The issues at stake are thus security, quality control, and provenance. This can be taken care of by taken a distributed approach. Scientists who want to contribute datapoints to WALS can do this on their own web space, and the datapoints are subsequently harvested. WALS 'core' would still be the curated version hosted at the MPI, while WALS 'community' would contain additional datapoints. Provenance metadata will help in gauging which datapoints to trust.

In this blog post, I will outline a possible structure and workflow for WALS 'community'.

Distributed hosting of resources is one of the key concepts of the semantic web.

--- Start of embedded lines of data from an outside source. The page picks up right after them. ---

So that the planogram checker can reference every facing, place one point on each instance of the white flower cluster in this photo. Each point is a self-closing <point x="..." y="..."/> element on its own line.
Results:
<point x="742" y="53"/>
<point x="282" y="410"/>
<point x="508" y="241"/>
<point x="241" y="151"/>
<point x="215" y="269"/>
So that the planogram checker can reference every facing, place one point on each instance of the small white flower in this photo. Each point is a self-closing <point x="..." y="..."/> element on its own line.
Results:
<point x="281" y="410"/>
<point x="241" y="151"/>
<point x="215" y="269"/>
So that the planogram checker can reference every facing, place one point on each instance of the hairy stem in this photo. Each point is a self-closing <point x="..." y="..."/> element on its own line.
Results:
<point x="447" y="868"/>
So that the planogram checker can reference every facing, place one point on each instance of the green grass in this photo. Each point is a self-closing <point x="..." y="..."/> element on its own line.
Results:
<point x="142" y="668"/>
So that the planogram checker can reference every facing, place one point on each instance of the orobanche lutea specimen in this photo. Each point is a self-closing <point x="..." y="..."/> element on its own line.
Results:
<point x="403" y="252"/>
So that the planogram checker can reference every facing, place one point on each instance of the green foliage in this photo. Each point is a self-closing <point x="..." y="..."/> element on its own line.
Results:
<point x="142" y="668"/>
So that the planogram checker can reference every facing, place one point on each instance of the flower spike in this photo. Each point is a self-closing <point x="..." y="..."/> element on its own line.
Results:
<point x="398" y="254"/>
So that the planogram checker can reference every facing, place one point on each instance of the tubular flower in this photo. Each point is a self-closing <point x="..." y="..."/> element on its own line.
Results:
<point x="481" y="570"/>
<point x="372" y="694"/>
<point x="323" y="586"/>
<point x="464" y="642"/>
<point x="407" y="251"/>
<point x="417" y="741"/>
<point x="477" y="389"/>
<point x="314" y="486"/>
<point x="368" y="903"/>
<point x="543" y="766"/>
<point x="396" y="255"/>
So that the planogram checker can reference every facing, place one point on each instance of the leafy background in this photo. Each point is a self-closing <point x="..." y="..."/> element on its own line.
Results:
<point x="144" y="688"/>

By using common description formats and ontologies, the resources become interoperable. The working group on Open Data in Linguistics of the Open Knowledge Foundation recommends using RDF as a standard for interoperable resources and is currently working on the creation of the Linguistic Linked Open Data Cloud (also see the upcoming MLODE workshop).

These efforts can be exploited for WALS 'community'. Basing myself on work by Kingsley Idehen, all you need is a Dropbox account and a text editor. The long version can be found here, the short version is:

  1. copy the following fragment in an editor of your choice and replace '9A' and 'jbt' by the feature and the language of your datapoint
  2. save to the 'Public' folder of your Dropbox, adjusting the name to the feature and language of your choice
  3. review on http://linkeddata.uriburner.com/about/html/https/dl.dropbox.com/u/31481215/wals-jbt-9a.ttl (adjust file name)
  4. add your filename to https://docs.google.com/spreadsheet/ccc?key=0Apb_EoY8u4imdDRqWkY3QWFQT2hydGY1TFJYV2tIUGc
  5. Your data are now ready to be harvested

You can of course automate this process with appropriate scripting tools.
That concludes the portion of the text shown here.